Hey! I’m a postdoctoral researcher in the Psycholinguistics group at the Faculty of Language Science and Technology in the University of the Saarland in Germany. I recently graduated from the Ph. D. program at the Department of Psychologgy, Cornell University, under the supervision of Morten H. Christiansen. My main research interests lie in computational modeling, machine learning and other data analysis techniques applied to the study of language learning and processing. Having a background in Philosophy of Science, I’m also interested in data-driven exploration of scientific activity. I like to tackle these topics with a firm eye on theoretical considerations and the predictions of overarching frameworks.
Ph. D. in Psychology, 2023
MA in Philosophy, 2016
Universidad de Chile
BA in Philosophy, 2012
Universidad de Chile
To what degree can language be acquired from linguistic input alone? This question has vexed scholars for millennia and is still a major focus of debate in the cognitive science of language. The complexity of human language has hampered progress because studies of language–especially those involving computational modeling–have only been able to deal with small fragments of our linguistic skills. We suggest that the most recent generation of Large Language Models (LLMs) might finally provide the computational tools to determine empirically how much of the human language ability can be acquired from linguistic experience. LLMs are sophisticated deep learning architectures trained on vast amounts of natural language data, enabling them to perform an impressive range of linguistic tasks. We argue that, despite their clear semantic and pragmatic limitations, LLMs have already demonstrated that human-like grammatical language can be acquired without the need for a built-in grammar. Thus, while there is still much to learn about how humans acquire and use language, LLMs provide full-fledged computational models for cognitive scientists to empirically evaluate just how far statistical learning might take us in explaining the full complexity of human language.

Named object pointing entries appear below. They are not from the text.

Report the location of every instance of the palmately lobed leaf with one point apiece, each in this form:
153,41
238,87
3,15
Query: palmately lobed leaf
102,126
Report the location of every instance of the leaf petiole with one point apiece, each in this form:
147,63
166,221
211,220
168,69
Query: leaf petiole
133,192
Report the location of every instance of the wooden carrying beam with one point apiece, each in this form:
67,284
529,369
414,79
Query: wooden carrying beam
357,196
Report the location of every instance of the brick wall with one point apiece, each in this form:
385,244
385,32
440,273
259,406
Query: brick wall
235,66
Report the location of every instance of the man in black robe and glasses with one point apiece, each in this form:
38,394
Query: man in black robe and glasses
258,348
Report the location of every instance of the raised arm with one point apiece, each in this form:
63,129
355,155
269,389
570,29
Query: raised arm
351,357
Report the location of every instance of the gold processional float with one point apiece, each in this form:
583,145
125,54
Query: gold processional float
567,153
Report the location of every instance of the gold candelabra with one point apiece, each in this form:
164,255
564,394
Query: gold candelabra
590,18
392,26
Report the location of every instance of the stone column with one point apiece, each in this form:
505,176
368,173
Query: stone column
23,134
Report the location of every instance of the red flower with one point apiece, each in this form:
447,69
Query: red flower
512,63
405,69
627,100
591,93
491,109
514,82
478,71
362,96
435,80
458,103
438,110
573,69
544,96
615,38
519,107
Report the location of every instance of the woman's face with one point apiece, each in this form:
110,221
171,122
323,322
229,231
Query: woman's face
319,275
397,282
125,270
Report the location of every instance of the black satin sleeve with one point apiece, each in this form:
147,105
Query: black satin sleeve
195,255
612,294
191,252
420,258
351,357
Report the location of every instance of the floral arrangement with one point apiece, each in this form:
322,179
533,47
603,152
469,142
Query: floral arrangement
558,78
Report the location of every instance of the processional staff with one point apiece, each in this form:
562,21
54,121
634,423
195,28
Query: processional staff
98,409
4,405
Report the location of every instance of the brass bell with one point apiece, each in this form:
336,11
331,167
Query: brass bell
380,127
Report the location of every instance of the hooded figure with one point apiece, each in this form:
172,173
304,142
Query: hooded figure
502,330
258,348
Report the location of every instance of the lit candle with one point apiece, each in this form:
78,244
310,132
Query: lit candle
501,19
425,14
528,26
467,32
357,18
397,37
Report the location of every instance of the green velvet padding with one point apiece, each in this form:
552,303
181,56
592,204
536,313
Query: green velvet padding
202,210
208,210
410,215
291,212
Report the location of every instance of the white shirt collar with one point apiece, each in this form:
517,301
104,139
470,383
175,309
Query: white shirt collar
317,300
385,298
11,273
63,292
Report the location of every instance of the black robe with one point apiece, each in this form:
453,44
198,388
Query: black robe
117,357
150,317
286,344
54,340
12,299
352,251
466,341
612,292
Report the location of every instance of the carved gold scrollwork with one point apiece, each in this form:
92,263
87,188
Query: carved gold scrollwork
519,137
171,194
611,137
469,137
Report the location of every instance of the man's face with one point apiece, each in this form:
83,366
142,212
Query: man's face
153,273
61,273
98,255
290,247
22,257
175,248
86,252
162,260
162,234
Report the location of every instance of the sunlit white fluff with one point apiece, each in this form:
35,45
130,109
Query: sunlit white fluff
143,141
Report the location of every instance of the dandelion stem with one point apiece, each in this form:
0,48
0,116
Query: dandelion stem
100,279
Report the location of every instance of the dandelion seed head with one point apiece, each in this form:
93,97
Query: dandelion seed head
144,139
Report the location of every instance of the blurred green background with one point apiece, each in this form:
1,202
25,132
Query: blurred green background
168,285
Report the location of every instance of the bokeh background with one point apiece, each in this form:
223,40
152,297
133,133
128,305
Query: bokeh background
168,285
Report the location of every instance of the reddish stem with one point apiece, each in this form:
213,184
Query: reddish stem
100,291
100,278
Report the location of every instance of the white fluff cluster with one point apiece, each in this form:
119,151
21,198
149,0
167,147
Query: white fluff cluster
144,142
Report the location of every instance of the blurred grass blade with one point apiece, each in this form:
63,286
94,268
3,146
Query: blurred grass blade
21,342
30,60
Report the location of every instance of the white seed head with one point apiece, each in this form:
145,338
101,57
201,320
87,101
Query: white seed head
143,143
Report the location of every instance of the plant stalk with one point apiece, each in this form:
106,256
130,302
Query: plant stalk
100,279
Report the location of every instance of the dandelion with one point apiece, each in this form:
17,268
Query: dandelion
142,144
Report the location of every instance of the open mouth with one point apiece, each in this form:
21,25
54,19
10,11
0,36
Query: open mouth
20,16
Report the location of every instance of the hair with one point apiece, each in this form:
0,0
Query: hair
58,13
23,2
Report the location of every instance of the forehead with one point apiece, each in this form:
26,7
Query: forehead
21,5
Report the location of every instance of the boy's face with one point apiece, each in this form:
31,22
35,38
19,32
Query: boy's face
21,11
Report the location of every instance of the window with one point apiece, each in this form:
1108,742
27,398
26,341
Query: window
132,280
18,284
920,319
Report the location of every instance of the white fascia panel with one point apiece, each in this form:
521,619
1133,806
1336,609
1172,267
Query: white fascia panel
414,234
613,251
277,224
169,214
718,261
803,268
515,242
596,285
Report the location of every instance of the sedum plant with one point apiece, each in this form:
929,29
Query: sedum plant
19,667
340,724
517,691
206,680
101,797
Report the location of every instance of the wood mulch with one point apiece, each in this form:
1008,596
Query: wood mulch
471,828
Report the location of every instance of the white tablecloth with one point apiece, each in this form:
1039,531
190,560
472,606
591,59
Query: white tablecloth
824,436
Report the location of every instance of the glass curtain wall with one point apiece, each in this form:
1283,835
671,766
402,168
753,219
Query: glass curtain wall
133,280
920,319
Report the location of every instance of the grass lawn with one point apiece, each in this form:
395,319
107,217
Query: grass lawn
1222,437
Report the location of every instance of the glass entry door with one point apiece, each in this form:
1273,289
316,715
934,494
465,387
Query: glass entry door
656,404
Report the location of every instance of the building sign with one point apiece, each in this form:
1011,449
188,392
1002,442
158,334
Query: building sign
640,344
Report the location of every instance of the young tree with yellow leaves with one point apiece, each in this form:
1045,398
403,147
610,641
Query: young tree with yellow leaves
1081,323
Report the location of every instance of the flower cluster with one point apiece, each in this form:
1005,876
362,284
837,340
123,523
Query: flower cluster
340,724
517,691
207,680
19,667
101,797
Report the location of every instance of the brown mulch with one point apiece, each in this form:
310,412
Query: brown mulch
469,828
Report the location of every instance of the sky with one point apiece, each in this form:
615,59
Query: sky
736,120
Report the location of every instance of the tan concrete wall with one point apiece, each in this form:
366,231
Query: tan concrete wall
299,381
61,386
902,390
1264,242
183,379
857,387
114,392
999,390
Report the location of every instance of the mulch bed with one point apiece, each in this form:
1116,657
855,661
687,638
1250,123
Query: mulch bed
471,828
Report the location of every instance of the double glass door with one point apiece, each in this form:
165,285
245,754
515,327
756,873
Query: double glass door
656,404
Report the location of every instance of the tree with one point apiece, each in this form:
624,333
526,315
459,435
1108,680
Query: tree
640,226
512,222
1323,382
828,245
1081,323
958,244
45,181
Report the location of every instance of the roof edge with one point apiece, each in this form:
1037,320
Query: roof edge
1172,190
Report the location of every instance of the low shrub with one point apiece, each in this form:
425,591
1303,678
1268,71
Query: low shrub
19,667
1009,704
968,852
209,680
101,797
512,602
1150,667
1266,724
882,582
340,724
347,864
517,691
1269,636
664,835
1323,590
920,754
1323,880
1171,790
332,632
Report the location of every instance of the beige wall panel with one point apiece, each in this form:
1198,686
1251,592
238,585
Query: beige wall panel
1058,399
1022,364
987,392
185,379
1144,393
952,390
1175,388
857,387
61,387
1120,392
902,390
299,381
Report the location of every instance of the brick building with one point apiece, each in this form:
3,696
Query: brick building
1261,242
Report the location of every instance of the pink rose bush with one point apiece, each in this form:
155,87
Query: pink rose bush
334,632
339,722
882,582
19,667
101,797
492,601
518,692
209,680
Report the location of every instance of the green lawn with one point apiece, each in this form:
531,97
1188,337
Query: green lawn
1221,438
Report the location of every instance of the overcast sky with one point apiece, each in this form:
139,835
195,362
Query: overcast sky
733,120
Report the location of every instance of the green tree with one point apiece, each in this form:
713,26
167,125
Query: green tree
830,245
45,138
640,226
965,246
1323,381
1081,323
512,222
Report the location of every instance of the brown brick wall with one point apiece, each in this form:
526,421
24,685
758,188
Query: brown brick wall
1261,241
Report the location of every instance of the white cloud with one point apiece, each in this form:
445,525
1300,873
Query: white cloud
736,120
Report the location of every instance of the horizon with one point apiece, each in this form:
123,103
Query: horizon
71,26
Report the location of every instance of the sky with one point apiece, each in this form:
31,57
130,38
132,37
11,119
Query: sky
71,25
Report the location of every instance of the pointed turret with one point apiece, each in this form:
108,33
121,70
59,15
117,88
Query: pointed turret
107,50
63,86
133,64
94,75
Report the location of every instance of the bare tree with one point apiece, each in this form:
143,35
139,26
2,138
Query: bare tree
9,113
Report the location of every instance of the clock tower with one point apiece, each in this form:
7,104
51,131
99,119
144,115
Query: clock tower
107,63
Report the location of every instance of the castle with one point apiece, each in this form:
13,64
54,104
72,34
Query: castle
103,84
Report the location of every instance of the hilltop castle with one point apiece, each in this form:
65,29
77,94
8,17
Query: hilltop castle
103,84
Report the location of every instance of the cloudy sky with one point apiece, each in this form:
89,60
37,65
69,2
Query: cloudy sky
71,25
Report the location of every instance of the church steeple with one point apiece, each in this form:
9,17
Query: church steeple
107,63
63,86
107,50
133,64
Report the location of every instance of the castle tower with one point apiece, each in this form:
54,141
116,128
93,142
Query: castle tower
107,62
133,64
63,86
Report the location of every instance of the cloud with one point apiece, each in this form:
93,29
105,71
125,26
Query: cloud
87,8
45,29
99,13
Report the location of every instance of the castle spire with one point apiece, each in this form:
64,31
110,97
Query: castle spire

It is not clear to what extent these divisions are reflected in the organization of work done within the field, as expressed by patterns of communication between authors. To assess this, we analyze the phenomenology literature using bibliometric methods (Osareh, 1996). This makes it possible to supplement an intuitive understanding of its structure with an empirically grounded analysis of citation patterns. In particular, we extract an author-wise citation network (Radicchi et al., 2012) for the published phenomenology literature, a network of nodes and connections, where nodes correspond to authors of articles or books about phenomenology, and connections correspond to citations from one author to another. The resulting graph has 11,980 nodes and 69,324 connections.1 We then study clusters in this network, that is, groups of authors who cite each other more than they cite authors in other clusters and compare this more bottom-up image of communication dynamics withinthe field to the different sub-groups identified in expert historical reconstructions.
What predicts individual differences in children’s acquisition of consonant production across languages? Considerations of children’s development of early speech production have traditionally emphasized inherent physiological constraints of the vocal apparatus that speakers generally have in common (i.e., articulatory complexity). In contrast, we propose a statistical learning account of phonological development, in which phonological regularities of the ambient language guide children’s learning of those regularities in production. Across four languages (English, Spanish, Japanese, and Korean), we utilized recent meta-analytic dataset of age of consonant acquisition spanning 28 studies. High-density measures of children’s ambient language environment from over 8,000 transcripts of speech directed to over 1,000 children were used to assess how well the frequency of consonants in child-directed speech predict the age of consonant acquisition. Our results suggest that both frequency and articulatory complexity are related to age of acquisition, with similar results found for English, Spanish, Japanese, and Korean. Consonants heard frequently by children tended to be incorporated into their production repertoires earlier and consonants heard less frequently are incorporated into production repertoires later in development. We discuss future directions that incorporate a statistical learning pathway towards learning to produce the sound patterns of the ambient language.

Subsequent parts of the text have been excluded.